CHP’YE FETÖ ELEŞTİRİSİ
Yıldırım, mağdur edebiyatıyla 15 Temmuz darbe girişiminin gölgelenmek istediğini kaydetti, ana muhalefet partisi CHP’yi sert sözlerle eleştirdi. Başbakan, “Ülkemizin 15 Temmuz’da atlattığı badireyi es geçmeye başladılar. Sabah akşam, mağduriyet üzerinden kafa karıştırmaya devam ediyorlar. 15 Temmuz’un asıl mağduru şehitlerimizin aileleri, gazilerimiz; istiklali, istikbali, bayrağı tehdit edilen 79 milyon vatan evladıdır. Eğer siz bunları bir kenara bırakıp yüzde 1’i bile bulmayan tasfiye edilenleri dilinize dolarsanız bunun iyi niyetle alakası olmaz. Bu bilerek veya bilmeyerek FETÖ’ye destektir. CHP 17 Aralık 2015’ten sonra FETÖ’ye destek vererek büyük bir yanlış yapmıştır” diye konuştu.
AK PARTİ’LİLERİ HEDEF ALAN TERÖR SALDIRILARI
Yıldırım, AK Parti Teşkilatı mensuplarını hedef alan terör saldırılarıyla ilgili de net konuştu. AK Parti mensuplarının her zaman vatan için ölmeye hazır olduğunu kaydeden Başbakan, “Van Özalp İlçe Başkan Yardımcımız, evinde hanımı ve 6 çocuğu önünde hunharca katledildi, şehit edildi. Dün gece Dicle ilçe Başkanımız kendi iş yerinde alçakça şehit edildi. AK Parti sizin yaptıklarınıza pabuç bırakacak bir parti değildir.
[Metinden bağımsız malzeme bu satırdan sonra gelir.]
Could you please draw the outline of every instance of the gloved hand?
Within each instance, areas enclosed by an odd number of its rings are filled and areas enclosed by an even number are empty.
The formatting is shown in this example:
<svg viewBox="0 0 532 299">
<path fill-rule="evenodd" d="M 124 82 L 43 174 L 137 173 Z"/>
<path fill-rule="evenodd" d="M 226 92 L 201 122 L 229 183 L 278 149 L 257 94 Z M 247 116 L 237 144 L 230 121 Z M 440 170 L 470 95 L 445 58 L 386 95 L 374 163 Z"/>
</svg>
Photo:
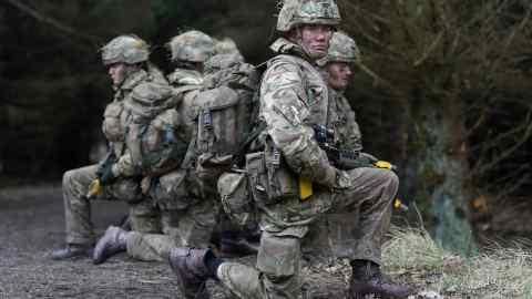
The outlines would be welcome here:
<svg viewBox="0 0 532 299">
<path fill-rule="evenodd" d="M 114 165 L 115 165 L 114 163 L 103 165 L 104 167 L 100 167 L 100 169 L 98 169 L 96 175 L 102 186 L 113 184 L 114 181 L 116 181 L 117 175 L 113 171 Z"/>
</svg>

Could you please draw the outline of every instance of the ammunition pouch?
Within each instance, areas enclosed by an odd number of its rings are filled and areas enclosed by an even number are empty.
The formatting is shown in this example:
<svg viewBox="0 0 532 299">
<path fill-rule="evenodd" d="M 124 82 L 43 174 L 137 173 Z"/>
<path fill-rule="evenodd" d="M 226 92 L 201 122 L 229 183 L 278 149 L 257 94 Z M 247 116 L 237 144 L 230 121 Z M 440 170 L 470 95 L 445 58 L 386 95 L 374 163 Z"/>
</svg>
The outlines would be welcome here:
<svg viewBox="0 0 532 299">
<path fill-rule="evenodd" d="M 247 154 L 246 171 L 253 198 L 259 206 L 299 196 L 298 176 L 282 157 L 268 152 Z"/>
<path fill-rule="evenodd" d="M 246 173 L 222 174 L 217 183 L 217 189 L 222 198 L 222 207 L 231 221 L 243 228 L 255 227 L 256 213 L 250 198 Z"/>
</svg>

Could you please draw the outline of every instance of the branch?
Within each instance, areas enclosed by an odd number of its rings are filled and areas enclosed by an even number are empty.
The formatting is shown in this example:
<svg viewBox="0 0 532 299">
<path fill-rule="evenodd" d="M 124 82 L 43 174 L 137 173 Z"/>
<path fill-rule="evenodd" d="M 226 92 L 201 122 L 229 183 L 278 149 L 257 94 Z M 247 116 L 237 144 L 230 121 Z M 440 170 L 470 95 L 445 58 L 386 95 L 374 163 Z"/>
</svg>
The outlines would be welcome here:
<svg viewBox="0 0 532 299">
<path fill-rule="evenodd" d="M 38 20 L 40 22 L 43 22 L 43 23 L 47 23 L 47 24 L 49 24 L 49 25 L 51 25 L 51 27 L 53 27 L 53 28 L 55 28 L 55 29 L 58 29 L 58 30 L 60 30 L 64 33 L 71 34 L 71 35 L 76 37 L 76 38 L 80 38 L 83 41 L 89 42 L 91 45 L 98 45 L 100 43 L 101 39 L 99 37 L 81 33 L 81 32 L 76 31 L 75 29 L 73 29 L 72 27 L 62 24 L 58 20 L 55 20 L 53 18 L 50 18 L 50 17 L 47 17 L 47 16 L 40 13 L 39 11 L 23 4 L 19 0 L 7 0 L 7 1 L 11 6 L 19 9 L 20 11 L 33 17 L 35 20 Z"/>
</svg>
AK Parti Türkiye’yi bütün bu terör örgütlerinden temizlemek için hükümetimiz tüm kararlılığı ile olayların üzerine gidecektir. Sizin tehditleriniz bize sökmez. Sizin tehditleriniz bu millete sökmez. Bu millet bin yıllık tarihinde esaret nedir görmedi, size mi pabuç bırakacak. Bir yandan kalkınmamızı, halkımızın geleceğine yönelik çalışmalarımızı sürdürürken bir yandan da PKK, DAEŞ, FETÖ gibi küresel terör örgütlerine karşı amansız mücadele veriyoruz. Amacımız ülkemizin geleceğini karartmaya çalışanlara fırsat vermemek. Allah’a şükür bu mücadelede millet bizimle beraber. Millet diyor ki, sonuna kadar gidin, asla gevşemeyin. Ne doğunun ne güneydoğunun ne de 780 bin kilometrekare vatan toprağının hiçbir karışını bu alçak terör örgütlerine bırakacak değiliz. Vatandaşlarımızın yurdun her köşesine rahatça seyahat edinceye kadar, istedikleri yerde yaşayıncaya kadar, hiçbir güvenlik endişesi taşımayıncaya kadar bu mücadele devam edecektir. Operasyonlar öylesine devam ediyor ki yıllardır girilemeyen inlere girildi, yuvaları dağıtıldı. Kızgınlıkları da, telaşları da, can havli ile teşkilat mensuplarına saldırmalarının arkasındaki neden budur. Bunu biliyoruz ve gereğini yapacağız" dedi.
CLINTON’I ELEŞTİRDİ
Başbakan’ın hedefinde, ABD Başkan adaylarından Hillary Clinton da vardı. Yıldırım, “Sayın Clinton, bölgedeki Kürtleri terör örgütlerini silah dağıtarak destekleyeceğini söyledi. Bu ne anlama geliyor. ABD bizim müttefiğimiz değil mi; NATO’da, bölgede müttefiğimiz değil mi? Silahla desteklemek ne demek oluyor. Zaten uzun süreden beri PKK’nın uzantısı YPG ve PYD’ye silah vererek sözde DAEŞ’le mücadele ediyor. Bir terör örgütüyle başka terör örgüyle mücadele etmek ne kadar ahlaki, ne kadar etik, ne kadar doğrudur. Bizim endişelerimizin ne kadar haklı olduğu bir kez daha ortaya çıktı” ifadelerini kullandı.